Forcing TOTP and disabling SMTP

Issue #1222 closed
Kilian Legters created an issue

Hi,

I cannot find the mailing list so instead I am asking these questions here. Might be useful for others in the future too.

I am looking to force users into using TOTP, or at the very least disable the option for them to disable it.

Besides this I would like to disable incoming SMTP functionalities, is this possible? Currently I am simply blocking port 25 with IPTables, which works, but to keep everything nice and tidy I’d like Piler to stop listening on port 25 too.

Comments (4)

  1. Janos SUTO repo owner

    Hello, why would you disable the smtp daemon? Anyway, you may either bind it to 127.0.0.1 or just stop it by editing either the /etc/init.d/rc.piler script or by disabling the piler-smtp systemd service (not sure which one you use).

    Forcing TOTP at the piler side is not possible. To do so you need to create a totp secret for each user, and each user needs to activate it on his phone using the appropriate app, eg. google authenticator or similar. I’m not sure how you could achieve that. I think your best bet is to use sso, and have the sso provider to enforce totp.

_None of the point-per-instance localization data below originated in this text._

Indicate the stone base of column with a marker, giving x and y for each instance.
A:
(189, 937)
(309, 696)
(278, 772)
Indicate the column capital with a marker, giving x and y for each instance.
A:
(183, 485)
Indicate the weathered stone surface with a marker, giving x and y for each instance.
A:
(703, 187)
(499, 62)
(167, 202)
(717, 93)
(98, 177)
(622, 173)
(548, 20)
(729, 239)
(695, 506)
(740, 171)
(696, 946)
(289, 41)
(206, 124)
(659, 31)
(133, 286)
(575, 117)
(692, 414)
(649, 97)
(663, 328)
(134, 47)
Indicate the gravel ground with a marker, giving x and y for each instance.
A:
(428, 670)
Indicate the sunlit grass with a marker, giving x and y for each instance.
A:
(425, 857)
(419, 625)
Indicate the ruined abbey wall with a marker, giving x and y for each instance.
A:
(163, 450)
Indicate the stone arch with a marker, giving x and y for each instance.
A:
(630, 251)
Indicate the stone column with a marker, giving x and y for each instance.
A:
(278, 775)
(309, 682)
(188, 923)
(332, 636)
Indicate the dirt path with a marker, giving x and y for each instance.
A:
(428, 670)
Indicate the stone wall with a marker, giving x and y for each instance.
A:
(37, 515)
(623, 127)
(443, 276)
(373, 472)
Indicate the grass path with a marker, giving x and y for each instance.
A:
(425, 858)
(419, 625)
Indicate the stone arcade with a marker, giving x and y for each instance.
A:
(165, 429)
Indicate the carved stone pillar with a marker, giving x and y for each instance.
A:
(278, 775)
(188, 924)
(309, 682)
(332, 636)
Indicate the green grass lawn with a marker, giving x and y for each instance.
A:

    Btw. the mailing list is at https://www.mailpiler.org/ at the bottom of the wiki page.

  2. Kilian Legters reporter

    @Janos SUTO

    Because I am only ever importing mail with piler-import.

    We’ve looked into SSO it’s not something we want to support right now. We might be able to show the authenticator code in the user-management section of the interface? Then the administrator can spread the registration code for the Authenticators? And we’d disable the checkbox on user-side of the account-management logic.

  3. Janos SUTO repo owner

    OK, then feel free to disable the piler-smtp daemon.

    “show the authenticator code in the user-management section of the interface?”

    I’m not sure. If you have a few users only, then you may seed the authenticator code in the user_settings table, and set ga_enabled=1 for everyone (and somehow distribute the per user code to them). Sure, you may disable the checkbox for them. However, usually (perhaps your use case is an exception) it’s worth to use an external user database, eg. ldap, etc. instead of the local piler db.